The fix was straightforward:

  1. Scale Prometheus to 0 replicas
  2. Delete the corrupted PVC
  3. Scale back to 1 — Longhorn creates a fresh volume
  4. Delete the crashing Grafana pod for a fresh reschedule

Both Prometheus and Grafana recovered fully. Total downtime: about 30 minutes of investigation plus 5 minutes of actual remediation.

Recommendations and Next Steps

Based on these benchmarks:

  1. Install 10GbE on pve4. A Mellanox ConnectX-3 EN (MCX311A-XCAT) for $15-20 on eBay would bring pve4 to bandwidth parity and eliminate the Longhorn replication bottleneck that likely caused this incident.

  2. Print the custom case for pve4. The 3D-printed ventilated case with a Noctua NF-A4x10 fan dropped load temperatures by 15-17°C on the other nodes. pve4 needs this even more since its i7-8700T runs hotter.

  3. Monitor pve1’s SSD. Quarterly SMART checks on the PM9A1. If media errors climb past 1,000, plan a proactive replacement (~$50-70 on eBay for another PM9A1).

  4. Rack-mount pve2. It is currently not in its final rack position. Once properly racked with the other nodes, its thermals should be consistent with pve1 and pve3.

  5. Add Longhorn health alerting. Alert on longhorn_volume_robustness degraded state so volume corruption is caught before it takes down monitoring.

Lessons Learned

  1. Kernel I/O errors on /dev/sdX in Kubernetes are often Longhorn, not physical disks. Check lsblk to see if the device is a Longhorn CSI volume before panicking about hardware failure.

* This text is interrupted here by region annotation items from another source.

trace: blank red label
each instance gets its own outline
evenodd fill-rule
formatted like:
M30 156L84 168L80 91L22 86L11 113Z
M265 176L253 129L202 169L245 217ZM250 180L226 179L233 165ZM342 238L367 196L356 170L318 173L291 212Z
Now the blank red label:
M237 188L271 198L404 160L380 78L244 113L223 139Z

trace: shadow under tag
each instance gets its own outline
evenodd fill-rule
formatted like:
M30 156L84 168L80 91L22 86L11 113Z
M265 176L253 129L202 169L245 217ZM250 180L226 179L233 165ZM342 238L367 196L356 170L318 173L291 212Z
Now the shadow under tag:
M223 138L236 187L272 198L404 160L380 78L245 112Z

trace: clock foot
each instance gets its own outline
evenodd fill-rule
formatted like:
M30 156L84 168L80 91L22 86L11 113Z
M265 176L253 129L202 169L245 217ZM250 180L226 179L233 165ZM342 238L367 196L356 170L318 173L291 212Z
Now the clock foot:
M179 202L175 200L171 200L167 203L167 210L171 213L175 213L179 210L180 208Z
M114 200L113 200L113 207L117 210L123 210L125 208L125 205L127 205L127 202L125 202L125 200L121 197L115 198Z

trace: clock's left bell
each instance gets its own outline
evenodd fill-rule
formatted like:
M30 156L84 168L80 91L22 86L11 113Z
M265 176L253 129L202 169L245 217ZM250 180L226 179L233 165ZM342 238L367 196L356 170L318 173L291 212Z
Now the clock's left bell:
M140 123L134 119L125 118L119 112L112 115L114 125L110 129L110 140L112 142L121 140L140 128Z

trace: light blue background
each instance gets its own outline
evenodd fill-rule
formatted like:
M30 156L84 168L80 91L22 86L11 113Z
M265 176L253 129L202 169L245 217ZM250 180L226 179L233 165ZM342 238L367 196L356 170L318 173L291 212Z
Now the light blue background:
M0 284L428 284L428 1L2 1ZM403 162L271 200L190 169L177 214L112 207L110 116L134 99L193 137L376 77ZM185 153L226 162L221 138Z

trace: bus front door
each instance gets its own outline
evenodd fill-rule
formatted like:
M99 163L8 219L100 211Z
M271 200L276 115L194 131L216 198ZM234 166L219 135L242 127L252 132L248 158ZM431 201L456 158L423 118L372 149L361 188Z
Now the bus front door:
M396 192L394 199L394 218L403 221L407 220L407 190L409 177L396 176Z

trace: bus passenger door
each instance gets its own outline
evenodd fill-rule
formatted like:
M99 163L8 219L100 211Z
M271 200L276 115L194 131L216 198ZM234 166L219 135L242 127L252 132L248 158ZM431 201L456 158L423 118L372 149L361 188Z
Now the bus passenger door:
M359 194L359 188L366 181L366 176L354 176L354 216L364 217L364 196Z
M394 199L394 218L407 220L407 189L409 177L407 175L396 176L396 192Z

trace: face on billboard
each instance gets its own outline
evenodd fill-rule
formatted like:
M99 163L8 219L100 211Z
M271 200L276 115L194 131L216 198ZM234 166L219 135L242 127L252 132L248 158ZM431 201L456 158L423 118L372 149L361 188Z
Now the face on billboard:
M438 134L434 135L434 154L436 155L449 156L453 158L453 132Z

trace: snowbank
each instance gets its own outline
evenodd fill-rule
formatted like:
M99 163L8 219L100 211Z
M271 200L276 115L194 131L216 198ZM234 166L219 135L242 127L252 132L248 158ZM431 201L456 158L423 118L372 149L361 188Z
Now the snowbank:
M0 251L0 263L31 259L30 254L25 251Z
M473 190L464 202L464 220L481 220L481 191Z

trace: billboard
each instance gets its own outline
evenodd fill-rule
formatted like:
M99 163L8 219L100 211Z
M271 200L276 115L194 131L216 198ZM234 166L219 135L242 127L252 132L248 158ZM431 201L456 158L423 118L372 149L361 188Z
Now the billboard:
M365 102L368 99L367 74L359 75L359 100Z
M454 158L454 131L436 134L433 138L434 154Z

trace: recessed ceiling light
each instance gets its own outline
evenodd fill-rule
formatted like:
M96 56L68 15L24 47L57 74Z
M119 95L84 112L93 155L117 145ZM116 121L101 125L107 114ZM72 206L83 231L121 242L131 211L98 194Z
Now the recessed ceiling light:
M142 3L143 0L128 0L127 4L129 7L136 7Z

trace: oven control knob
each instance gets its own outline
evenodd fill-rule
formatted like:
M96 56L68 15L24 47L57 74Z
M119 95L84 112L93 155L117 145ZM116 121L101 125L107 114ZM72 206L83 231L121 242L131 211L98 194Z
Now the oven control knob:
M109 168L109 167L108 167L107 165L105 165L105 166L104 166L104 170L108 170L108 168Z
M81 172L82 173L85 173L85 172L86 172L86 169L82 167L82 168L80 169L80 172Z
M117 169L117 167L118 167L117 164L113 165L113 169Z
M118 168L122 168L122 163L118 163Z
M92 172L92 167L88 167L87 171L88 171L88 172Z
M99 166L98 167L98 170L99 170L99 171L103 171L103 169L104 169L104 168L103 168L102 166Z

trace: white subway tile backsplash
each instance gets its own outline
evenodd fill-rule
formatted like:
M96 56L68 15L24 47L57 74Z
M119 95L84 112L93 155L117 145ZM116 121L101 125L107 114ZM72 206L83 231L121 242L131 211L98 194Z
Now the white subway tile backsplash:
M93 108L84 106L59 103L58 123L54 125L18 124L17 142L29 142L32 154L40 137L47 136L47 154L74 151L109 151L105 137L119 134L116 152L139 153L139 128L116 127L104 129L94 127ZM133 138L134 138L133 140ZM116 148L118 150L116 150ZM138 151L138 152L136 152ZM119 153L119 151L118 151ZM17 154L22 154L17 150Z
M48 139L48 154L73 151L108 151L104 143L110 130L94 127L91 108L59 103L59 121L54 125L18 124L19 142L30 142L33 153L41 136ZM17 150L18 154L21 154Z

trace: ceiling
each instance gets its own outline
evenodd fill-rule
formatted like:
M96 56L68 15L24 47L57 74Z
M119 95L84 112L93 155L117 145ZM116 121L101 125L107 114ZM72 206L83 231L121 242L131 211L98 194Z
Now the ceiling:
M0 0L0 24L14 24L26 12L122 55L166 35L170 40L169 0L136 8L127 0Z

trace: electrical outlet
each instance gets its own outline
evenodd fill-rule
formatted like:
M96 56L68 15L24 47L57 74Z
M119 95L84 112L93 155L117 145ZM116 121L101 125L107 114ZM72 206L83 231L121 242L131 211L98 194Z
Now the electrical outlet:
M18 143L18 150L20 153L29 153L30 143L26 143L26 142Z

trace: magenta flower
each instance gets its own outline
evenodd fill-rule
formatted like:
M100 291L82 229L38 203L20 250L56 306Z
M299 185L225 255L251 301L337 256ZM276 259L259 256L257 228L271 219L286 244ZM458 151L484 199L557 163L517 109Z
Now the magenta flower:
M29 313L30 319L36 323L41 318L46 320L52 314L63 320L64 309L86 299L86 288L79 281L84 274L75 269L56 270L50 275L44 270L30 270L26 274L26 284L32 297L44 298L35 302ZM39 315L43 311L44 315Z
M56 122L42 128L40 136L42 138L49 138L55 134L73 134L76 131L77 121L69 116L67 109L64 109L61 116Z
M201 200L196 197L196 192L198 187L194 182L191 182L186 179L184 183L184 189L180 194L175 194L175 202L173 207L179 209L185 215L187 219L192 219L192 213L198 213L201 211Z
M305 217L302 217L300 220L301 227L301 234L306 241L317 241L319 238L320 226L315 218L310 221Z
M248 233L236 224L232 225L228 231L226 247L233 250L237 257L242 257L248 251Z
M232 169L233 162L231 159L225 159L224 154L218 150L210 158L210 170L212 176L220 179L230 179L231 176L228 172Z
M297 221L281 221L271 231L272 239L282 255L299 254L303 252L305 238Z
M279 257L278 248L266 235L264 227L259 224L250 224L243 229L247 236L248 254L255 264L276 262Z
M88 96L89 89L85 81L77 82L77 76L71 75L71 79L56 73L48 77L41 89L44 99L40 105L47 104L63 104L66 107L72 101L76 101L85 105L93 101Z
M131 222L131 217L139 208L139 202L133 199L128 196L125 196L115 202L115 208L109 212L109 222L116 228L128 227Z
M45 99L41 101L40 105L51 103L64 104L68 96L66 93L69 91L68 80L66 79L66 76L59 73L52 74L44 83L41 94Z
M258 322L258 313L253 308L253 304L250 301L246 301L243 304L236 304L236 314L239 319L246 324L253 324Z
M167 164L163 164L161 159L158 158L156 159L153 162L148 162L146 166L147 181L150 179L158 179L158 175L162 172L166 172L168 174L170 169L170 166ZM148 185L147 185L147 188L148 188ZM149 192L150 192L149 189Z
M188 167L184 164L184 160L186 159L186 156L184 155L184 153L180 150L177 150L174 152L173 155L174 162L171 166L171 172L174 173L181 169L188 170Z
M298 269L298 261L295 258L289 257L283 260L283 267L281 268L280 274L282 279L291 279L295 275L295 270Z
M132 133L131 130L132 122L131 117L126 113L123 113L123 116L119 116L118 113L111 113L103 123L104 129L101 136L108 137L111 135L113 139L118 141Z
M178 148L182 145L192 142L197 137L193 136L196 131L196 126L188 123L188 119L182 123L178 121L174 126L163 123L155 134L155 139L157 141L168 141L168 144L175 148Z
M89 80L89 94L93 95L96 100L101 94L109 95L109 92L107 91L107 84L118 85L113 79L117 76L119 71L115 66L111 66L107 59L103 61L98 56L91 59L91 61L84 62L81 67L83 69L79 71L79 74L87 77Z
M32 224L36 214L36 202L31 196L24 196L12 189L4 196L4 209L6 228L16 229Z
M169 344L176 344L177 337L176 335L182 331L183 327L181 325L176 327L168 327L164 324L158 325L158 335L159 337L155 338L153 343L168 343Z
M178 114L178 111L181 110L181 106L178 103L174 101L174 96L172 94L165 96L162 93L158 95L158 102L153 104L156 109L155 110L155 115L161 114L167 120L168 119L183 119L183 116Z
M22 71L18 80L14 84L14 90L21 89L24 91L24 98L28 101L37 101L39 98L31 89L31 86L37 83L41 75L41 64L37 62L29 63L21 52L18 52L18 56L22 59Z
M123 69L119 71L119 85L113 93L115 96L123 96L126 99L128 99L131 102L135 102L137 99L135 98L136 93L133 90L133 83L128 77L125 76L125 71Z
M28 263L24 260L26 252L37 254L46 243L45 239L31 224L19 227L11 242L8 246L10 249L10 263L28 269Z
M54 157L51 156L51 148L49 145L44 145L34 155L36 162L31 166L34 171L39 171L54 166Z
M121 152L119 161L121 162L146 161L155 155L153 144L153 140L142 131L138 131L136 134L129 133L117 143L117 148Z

  2. Custom cooling matters more than you think. A $15 Noctua fan and a 3D-printed case turned a +26°C load delta into a +9°C one. For a 24/7 server, that is not cosmetic — it directly impacts silicon longevity and turbo boost sustainability.

  3. OEM NVMe drives are exceptional value. These $20-40 enterprise pulls (PM9A1, PC611, PM981a, SN720) deliver 350k-427k random IOPS and 7-10 GB/s sequential reads. The “consumer equivalent” drives (980 Pro, Gold P31, 970 EVO Plus, WD Black) cost 3-4x more for the same silicon.

  4. 1GbE is a liability in a Longhorn cluster. Even one 1GbE node creates a weak link. Volume replication to that node is 10x slower, and the resynchronization window after reboots is wide enough for corruption. 10GbE is not a luxury — it is infrastructure insurance.

  5. Benchmark before you blame. Spending 30 minutes on systematic benchmarks saved me from replacing hardware that was working perfectly. The data pointed clearly at a software-layer problem, which was fixed in 5 minutes.